The testing duration is estimated in 22 (16+6) working days. Plus, 11 working days for preparing it.

5th Rule: Estimation shall never forget the past

I have not sent away the past. The testing team continues using the old process and the spreadsheet. After the estimation is done following the new rules, the testing team estimates again using the old process in order to compare both results.

Normally, the results from the new estimate process are cheaper and faster than the old one in about 20 to 25%. If the testing team gets a different percentage, the testing team returns to the process in order to understand if something was missed.

6th Rule: Estimation shall be recorded

All decisions should be recorded. It is very important because if requirements change for any reason, the records would help the testing team to estimate again. The testing team would not need to return for all steps and take the same decisions again. Sometimes, it is an opportunity to adjust the estimation made earlier.

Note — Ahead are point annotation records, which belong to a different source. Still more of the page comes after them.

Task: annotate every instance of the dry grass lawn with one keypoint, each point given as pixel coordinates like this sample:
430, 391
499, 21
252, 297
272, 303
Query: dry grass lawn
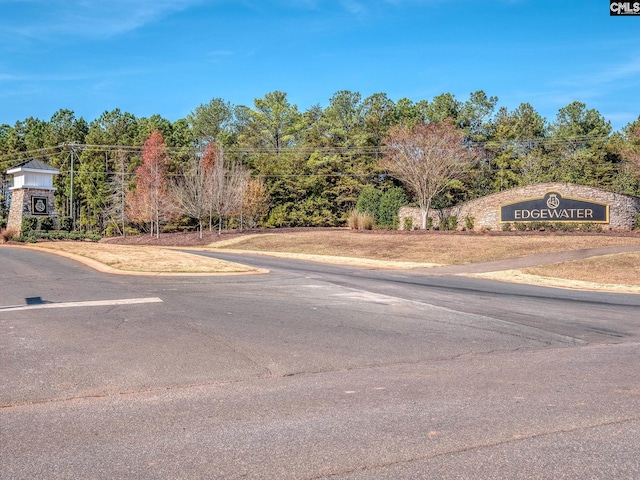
441, 249
376, 248
623, 268
144, 258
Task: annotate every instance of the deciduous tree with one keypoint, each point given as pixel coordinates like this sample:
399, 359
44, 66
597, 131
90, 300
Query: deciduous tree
149, 201
426, 158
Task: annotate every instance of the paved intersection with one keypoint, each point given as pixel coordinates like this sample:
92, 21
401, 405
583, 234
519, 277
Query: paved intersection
312, 371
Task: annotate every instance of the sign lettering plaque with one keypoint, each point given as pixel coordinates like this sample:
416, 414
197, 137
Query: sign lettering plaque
39, 206
555, 208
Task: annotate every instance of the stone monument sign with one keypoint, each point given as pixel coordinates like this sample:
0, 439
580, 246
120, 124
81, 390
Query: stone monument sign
32, 192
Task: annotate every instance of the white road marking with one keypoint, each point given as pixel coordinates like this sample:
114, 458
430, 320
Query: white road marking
94, 303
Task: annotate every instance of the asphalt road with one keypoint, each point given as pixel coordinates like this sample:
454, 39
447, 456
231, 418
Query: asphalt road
311, 371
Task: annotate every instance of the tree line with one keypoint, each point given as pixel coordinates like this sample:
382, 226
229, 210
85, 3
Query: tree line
286, 167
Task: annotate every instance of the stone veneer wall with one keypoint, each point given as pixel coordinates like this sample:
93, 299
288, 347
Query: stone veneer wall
21, 206
486, 210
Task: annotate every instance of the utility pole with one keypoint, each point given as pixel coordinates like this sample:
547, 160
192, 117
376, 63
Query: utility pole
72, 208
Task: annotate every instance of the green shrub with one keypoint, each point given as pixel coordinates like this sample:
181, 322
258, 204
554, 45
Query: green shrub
469, 222
352, 220
29, 224
449, 223
7, 235
65, 223
366, 221
369, 201
390, 202
46, 223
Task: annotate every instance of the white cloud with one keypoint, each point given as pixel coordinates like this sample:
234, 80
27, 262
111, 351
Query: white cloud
88, 18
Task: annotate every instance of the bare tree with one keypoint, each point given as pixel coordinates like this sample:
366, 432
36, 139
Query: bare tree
228, 180
426, 158
148, 203
255, 202
116, 211
191, 193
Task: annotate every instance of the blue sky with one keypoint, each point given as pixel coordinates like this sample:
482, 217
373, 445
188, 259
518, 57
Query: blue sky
169, 56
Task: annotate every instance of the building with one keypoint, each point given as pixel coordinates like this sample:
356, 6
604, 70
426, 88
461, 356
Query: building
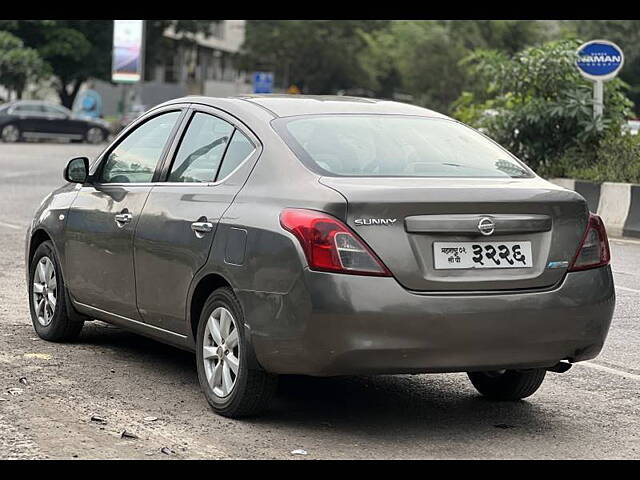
203, 66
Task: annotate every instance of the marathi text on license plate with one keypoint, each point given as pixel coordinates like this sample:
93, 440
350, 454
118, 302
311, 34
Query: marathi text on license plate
458, 255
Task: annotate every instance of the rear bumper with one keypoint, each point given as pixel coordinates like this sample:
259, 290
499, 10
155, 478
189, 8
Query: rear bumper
331, 324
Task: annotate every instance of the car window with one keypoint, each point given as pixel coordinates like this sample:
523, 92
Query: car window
134, 160
28, 108
240, 147
201, 149
395, 145
55, 110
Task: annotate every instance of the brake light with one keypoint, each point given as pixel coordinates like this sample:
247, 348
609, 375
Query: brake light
330, 245
594, 247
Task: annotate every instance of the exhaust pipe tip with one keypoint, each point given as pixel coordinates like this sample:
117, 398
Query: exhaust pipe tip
560, 367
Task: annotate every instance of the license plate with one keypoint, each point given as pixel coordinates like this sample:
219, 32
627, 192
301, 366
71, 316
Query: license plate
460, 255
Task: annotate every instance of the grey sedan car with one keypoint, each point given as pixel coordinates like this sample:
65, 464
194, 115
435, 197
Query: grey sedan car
322, 236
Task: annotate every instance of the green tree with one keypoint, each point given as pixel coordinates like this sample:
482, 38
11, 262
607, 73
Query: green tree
536, 103
422, 57
626, 34
18, 64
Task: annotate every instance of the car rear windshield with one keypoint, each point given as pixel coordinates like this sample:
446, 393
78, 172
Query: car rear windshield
395, 146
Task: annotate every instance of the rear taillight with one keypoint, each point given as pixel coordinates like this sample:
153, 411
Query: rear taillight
594, 247
330, 245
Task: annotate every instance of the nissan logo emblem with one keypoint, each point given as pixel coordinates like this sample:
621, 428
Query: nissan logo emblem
486, 226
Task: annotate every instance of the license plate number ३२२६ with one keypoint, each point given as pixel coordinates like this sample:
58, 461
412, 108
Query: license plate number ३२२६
467, 255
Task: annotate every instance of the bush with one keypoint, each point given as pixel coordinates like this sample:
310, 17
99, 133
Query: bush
616, 159
537, 105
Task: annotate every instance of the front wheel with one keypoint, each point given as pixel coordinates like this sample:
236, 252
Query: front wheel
231, 387
507, 384
47, 298
10, 133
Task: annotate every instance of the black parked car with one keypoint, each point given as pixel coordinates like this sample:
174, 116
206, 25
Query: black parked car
25, 119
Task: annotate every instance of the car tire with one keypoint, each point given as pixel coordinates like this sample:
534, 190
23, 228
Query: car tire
508, 384
11, 133
221, 346
51, 314
94, 135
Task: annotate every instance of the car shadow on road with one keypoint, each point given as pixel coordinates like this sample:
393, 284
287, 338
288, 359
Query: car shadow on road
384, 406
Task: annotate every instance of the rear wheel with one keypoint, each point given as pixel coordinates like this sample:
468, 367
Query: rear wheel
10, 133
507, 384
231, 387
50, 312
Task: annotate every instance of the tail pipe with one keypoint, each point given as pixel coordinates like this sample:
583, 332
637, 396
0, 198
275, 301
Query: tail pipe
560, 367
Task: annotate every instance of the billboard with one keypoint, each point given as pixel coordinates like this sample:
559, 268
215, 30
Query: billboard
127, 51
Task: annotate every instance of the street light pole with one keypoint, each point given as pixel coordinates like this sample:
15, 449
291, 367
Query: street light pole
598, 98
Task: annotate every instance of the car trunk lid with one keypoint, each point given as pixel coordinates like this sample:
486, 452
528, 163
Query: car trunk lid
402, 218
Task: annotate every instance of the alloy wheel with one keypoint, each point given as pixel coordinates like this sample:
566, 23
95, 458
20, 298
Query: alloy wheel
221, 352
45, 289
10, 133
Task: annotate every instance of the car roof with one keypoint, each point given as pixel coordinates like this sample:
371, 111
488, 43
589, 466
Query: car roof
289, 105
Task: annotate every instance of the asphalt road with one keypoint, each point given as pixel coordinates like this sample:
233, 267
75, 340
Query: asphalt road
151, 390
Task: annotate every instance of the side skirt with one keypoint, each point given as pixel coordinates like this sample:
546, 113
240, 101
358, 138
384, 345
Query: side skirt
151, 331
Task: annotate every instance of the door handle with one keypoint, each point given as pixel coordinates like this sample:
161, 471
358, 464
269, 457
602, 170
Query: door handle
200, 228
123, 218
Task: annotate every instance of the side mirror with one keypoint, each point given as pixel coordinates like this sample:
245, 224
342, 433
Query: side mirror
77, 170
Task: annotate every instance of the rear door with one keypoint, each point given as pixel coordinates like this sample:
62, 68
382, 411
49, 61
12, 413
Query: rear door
61, 121
31, 118
102, 219
209, 162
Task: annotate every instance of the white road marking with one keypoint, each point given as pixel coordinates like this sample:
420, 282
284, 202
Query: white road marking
10, 225
626, 240
20, 174
620, 272
615, 371
626, 289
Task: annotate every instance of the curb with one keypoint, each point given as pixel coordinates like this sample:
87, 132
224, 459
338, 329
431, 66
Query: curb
617, 203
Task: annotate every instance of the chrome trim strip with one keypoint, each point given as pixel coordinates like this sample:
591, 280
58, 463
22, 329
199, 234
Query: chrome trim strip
52, 135
142, 324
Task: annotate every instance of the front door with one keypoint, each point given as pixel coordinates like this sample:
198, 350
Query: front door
103, 218
176, 230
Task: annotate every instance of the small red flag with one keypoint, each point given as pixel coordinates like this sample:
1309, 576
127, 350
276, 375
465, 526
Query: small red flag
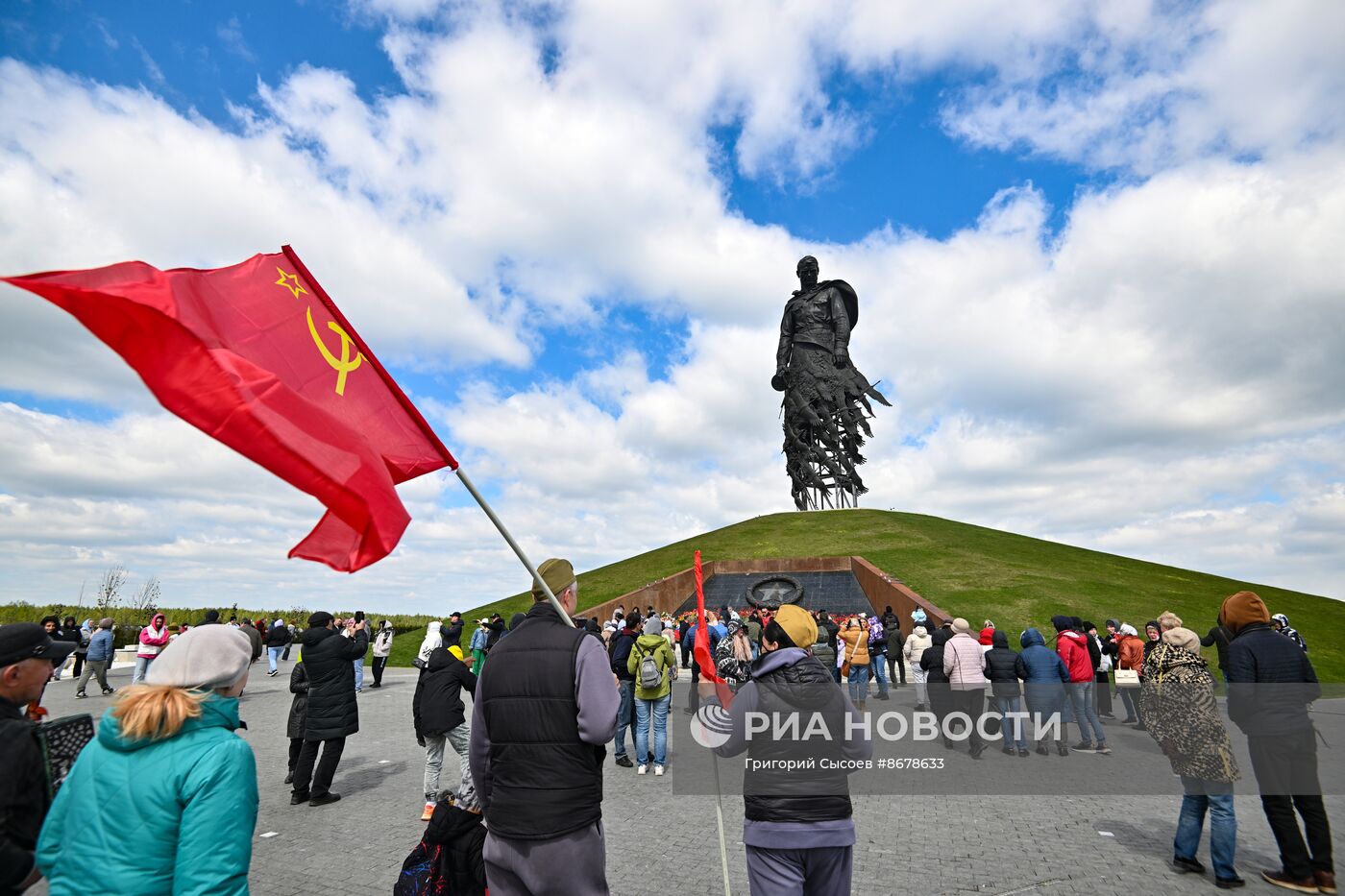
702, 640
258, 356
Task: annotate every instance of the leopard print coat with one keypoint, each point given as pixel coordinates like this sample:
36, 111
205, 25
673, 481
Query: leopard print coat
1177, 704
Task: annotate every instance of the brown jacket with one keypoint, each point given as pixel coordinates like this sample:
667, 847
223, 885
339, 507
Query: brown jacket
1130, 653
856, 643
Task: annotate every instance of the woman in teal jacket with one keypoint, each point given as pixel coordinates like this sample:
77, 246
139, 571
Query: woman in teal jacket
164, 799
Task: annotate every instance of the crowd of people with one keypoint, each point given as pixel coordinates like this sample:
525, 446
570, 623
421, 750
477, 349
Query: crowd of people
548, 698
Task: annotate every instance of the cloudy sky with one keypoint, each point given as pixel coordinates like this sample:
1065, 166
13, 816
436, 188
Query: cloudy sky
1098, 249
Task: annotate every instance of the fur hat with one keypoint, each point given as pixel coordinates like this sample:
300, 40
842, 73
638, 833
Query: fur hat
206, 657
1184, 638
1243, 610
557, 574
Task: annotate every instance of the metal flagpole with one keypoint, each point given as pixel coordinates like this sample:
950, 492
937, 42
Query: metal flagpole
719, 817
531, 569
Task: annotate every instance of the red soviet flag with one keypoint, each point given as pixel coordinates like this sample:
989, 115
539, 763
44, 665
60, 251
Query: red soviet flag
258, 356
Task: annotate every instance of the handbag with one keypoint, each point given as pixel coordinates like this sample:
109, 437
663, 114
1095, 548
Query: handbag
62, 740
420, 872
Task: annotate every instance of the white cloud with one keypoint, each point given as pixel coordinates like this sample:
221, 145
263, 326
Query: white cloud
1162, 376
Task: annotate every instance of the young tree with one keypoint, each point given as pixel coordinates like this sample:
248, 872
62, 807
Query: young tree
147, 599
110, 588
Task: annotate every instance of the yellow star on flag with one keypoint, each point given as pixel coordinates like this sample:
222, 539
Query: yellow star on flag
289, 281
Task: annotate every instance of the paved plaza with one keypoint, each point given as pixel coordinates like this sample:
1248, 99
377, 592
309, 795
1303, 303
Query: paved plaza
659, 842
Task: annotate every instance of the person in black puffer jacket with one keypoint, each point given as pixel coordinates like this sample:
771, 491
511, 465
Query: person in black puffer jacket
799, 828
1219, 638
1270, 687
439, 714
332, 714
298, 709
937, 681
1004, 667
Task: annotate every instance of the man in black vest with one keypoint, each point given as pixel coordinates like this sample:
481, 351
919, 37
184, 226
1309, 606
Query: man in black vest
799, 826
545, 709
29, 658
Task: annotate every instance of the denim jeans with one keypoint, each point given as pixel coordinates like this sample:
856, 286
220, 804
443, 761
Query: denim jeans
1011, 728
1223, 826
880, 673
918, 677
858, 684
624, 715
659, 711
1082, 701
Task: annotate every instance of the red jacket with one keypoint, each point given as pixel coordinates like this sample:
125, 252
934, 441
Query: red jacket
1072, 648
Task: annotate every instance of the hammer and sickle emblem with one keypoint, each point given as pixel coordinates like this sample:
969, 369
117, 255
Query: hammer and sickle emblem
342, 365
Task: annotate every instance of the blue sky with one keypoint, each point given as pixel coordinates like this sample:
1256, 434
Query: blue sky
1076, 233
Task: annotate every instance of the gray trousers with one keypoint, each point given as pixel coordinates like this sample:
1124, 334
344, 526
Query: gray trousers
799, 872
93, 667
457, 738
569, 865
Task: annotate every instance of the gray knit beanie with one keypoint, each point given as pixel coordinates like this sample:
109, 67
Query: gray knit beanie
206, 657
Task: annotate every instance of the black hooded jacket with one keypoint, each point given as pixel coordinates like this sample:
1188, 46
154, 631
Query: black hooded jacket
463, 837
1271, 682
299, 705
437, 705
932, 658
332, 709
1004, 666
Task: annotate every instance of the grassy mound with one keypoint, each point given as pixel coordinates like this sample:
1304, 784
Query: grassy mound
972, 572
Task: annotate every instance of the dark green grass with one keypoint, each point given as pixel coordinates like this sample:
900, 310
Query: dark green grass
972, 572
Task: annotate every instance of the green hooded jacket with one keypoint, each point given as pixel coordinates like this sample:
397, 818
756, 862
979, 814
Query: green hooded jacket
157, 817
663, 655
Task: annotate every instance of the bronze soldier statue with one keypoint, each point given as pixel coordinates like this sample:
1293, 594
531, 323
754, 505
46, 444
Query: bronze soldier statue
826, 400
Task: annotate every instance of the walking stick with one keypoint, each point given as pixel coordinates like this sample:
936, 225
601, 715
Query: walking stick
719, 819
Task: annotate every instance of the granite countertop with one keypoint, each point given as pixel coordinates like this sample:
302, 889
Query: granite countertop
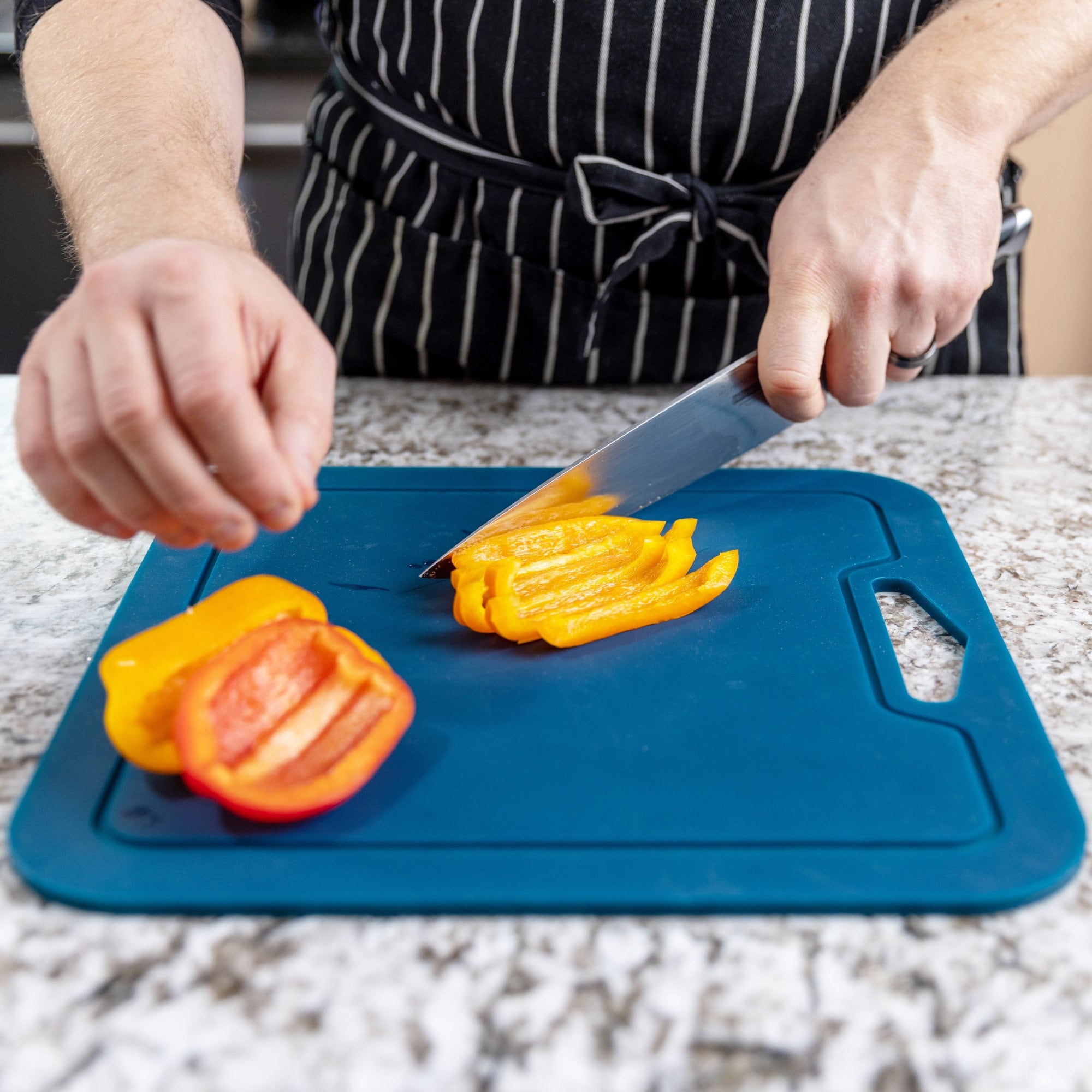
1000, 1004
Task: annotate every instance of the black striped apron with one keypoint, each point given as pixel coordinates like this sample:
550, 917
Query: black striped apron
578, 192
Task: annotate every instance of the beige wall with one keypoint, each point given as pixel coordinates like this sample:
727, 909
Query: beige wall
1058, 300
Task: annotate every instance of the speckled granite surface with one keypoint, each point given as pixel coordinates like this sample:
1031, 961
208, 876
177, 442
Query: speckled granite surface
1002, 1004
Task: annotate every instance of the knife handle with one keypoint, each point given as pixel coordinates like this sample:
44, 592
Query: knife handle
1016, 224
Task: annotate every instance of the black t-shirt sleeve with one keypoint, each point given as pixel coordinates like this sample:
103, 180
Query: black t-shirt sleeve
28, 13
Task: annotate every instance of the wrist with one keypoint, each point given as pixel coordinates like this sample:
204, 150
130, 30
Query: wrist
99, 234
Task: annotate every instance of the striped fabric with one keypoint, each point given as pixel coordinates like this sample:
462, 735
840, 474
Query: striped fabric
414, 266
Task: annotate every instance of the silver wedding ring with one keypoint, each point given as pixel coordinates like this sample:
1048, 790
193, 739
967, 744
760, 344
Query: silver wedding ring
916, 362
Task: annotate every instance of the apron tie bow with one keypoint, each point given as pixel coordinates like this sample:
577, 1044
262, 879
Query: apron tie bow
607, 192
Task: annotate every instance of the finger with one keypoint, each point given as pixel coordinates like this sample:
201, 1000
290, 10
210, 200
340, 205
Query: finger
92, 458
44, 466
299, 395
133, 407
898, 375
791, 348
858, 353
206, 362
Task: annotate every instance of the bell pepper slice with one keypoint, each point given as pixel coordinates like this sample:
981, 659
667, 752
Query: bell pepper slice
516, 616
654, 606
575, 553
145, 676
543, 540
568, 511
290, 721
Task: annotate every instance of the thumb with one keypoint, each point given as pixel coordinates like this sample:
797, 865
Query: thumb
299, 396
791, 349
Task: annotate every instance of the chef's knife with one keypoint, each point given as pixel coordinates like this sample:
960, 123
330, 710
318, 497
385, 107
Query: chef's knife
703, 430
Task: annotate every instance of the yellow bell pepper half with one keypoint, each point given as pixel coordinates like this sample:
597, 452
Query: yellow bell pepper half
146, 675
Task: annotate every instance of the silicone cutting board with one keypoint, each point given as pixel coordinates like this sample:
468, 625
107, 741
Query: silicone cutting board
763, 754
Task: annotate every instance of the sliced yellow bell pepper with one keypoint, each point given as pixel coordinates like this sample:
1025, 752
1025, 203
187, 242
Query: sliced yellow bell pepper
658, 604
577, 580
146, 675
543, 540
516, 618
596, 542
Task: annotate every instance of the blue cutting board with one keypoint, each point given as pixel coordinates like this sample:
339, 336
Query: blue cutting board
761, 755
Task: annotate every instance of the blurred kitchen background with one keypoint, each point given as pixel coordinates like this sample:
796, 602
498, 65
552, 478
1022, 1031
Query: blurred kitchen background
284, 63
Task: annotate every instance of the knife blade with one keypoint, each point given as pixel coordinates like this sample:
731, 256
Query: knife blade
704, 429
713, 423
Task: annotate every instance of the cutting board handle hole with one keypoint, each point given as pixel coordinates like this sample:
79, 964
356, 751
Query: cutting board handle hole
930, 658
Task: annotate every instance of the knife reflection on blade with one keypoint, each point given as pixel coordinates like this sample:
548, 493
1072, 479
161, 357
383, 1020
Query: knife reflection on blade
703, 430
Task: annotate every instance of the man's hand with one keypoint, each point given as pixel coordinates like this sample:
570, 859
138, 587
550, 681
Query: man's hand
888, 238
181, 389
169, 360
886, 242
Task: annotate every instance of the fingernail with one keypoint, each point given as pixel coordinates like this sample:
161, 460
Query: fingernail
305, 473
279, 513
231, 535
116, 530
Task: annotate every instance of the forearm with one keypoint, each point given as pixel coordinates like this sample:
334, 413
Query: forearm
139, 111
992, 70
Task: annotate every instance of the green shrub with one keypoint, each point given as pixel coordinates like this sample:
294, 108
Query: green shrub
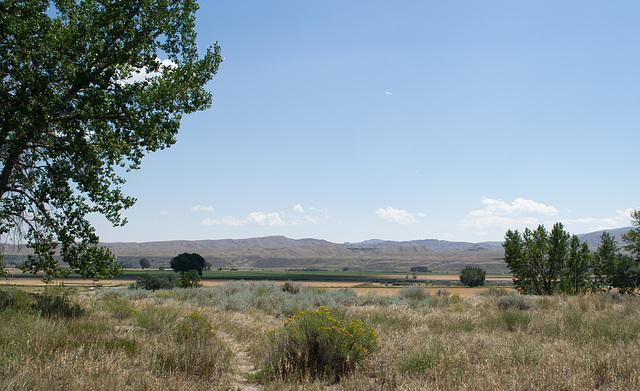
472, 276
514, 302
291, 287
319, 346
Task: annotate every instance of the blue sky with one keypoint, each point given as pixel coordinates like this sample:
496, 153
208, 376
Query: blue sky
353, 120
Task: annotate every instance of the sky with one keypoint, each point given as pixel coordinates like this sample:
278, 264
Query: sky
405, 120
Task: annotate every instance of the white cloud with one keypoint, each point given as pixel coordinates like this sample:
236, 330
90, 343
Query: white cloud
498, 215
519, 206
228, 220
200, 208
262, 218
271, 219
398, 216
253, 218
588, 224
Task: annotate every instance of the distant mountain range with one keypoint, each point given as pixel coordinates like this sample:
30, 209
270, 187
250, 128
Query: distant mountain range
279, 252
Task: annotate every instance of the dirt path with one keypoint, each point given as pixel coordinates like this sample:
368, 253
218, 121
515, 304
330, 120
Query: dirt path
243, 364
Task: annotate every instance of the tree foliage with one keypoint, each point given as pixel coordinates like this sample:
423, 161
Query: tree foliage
540, 261
84, 96
543, 263
188, 261
632, 238
472, 276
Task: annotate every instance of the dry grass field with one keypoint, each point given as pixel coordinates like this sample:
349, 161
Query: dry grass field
489, 340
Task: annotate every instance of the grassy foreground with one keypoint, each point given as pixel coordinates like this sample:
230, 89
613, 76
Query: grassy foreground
133, 339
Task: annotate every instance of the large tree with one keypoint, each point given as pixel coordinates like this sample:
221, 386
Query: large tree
540, 261
87, 88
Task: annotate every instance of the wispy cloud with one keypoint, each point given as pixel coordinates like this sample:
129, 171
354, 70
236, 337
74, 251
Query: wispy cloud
271, 219
622, 218
254, 218
200, 208
397, 216
498, 215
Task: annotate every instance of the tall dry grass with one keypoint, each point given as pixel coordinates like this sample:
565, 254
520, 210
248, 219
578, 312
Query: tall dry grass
129, 340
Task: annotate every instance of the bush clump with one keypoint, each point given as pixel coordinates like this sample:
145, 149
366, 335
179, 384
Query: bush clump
319, 346
472, 276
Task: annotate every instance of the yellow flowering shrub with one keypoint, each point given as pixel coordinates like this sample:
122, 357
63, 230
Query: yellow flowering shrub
319, 345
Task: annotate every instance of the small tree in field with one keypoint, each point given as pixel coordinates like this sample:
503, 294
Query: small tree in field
472, 276
144, 263
186, 261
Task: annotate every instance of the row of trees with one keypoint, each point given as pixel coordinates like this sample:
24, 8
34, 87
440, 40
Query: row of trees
544, 263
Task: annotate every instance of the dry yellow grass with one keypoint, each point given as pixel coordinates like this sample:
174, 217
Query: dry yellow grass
440, 343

7th Rule: Estimation shall be supported by tools

A new spreadsheet has been created containing metrics that help to reach the estimation quickly. The spreadsheet calculates automatically the costs and duration for each testing phase.

There is also a letter template that contains some sections such as: cost table, risks, and free notes to be filled out. This letter is sent to the customer. It also shows the different options for testing that can help the customer decides which kind of test he needs.

8th Rule: Estimation shall always be verified

Finally, All estimation should be verified. I've created another spreadsheet for recording the estimations. The estimation is compared to the previous ones recorded in a spreadsheet to see if they have similar trend. If the estimation has any deviation from the recorded ones, then a re-estimation should be made.